Page MenuHomeMiraheze

[Existing] Server Resource Request for prometheus
Closed, ResolvedPublic

Description

Number of servers requested: N/A
Service: prometheus
Processor: N/A
Memory: Increase by 1g
Disk: N/A
Network: N/A

Justification for request: There are spikes in the memory and when a large query is ran can cause a OOM because of how close the memory is to the Total available memory.
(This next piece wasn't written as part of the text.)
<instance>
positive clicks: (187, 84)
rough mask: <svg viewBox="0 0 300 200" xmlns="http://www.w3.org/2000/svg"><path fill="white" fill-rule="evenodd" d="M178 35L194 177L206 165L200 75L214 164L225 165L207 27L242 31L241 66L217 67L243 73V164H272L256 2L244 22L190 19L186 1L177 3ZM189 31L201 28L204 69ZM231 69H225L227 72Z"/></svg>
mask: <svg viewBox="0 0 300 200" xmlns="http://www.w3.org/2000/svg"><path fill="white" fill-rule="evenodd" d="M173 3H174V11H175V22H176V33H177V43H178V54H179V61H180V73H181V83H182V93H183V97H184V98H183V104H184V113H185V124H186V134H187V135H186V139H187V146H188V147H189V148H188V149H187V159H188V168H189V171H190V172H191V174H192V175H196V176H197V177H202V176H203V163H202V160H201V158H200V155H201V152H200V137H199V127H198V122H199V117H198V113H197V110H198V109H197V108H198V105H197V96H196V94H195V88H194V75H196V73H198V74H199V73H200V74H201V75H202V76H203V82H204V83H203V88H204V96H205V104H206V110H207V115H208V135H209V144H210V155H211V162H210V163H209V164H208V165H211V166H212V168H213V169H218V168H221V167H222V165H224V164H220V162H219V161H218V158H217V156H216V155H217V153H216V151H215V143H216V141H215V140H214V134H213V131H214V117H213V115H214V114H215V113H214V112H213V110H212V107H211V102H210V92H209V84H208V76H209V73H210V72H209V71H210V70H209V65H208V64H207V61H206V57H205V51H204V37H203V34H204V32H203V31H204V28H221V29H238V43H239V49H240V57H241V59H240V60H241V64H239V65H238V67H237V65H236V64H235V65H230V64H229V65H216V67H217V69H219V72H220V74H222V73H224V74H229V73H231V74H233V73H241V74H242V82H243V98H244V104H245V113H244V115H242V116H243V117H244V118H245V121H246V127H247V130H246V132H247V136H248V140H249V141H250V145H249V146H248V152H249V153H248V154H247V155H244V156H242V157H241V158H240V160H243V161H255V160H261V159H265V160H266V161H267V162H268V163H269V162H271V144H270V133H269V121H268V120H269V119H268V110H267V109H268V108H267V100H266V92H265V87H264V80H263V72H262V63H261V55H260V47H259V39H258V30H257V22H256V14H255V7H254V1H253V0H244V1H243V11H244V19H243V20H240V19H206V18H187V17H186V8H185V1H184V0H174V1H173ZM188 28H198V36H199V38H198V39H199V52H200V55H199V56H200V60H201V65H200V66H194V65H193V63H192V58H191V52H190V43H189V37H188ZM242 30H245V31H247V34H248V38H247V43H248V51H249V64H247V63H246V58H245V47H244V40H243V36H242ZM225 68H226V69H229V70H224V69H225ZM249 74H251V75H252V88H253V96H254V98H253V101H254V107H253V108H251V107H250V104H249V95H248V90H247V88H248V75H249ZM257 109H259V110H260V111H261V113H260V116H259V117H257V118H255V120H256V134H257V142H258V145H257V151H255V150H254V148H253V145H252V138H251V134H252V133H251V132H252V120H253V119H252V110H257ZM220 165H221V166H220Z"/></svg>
Endorsement by Engineering Manager (MediaWiki) or Site Reliability Engineer: @John

Event Timeline

Paladox renamed this task from [New/Existing] Server Resource Request for prometheus to [Existing] Server Resource Request for prometheus.Jul 29 2022, 05:11

It's OOM'ing:

Aug  9 16:07:22 prometheus131 kernel: [684331.615568] oom-kill:constraint=CONSTRAINT_NONE,nodemask=(null),cpuset=/,mems_allowed=0,global_oom,task_memcg=/system.slice/prometheus.service,task=prometheus,pid=797999,uid=109
Aug  9 16:07:22 prometheus131 kernel: [684331.615591] Out of memory: Killed process 797999 (prometheus) total-vm:86609720kB, anon-rss:759032kB, file-rss:0kB, shmem-rss:0kB, UID:109 pgtables:3868kB oom_score_adj:0
Paladox raised the priority of this task from Normal to Unbreak Now!.Aug 9 2022, 16:13

Prometheus won't start now because it keeps OOM'ing, upping the priority.

Approved due to it being an emergency

Paladox assigned this task to Reception123.

Resolved, thanks!

Just for the record, this was informally already approved as was communicated on IRC a few weeks ago :)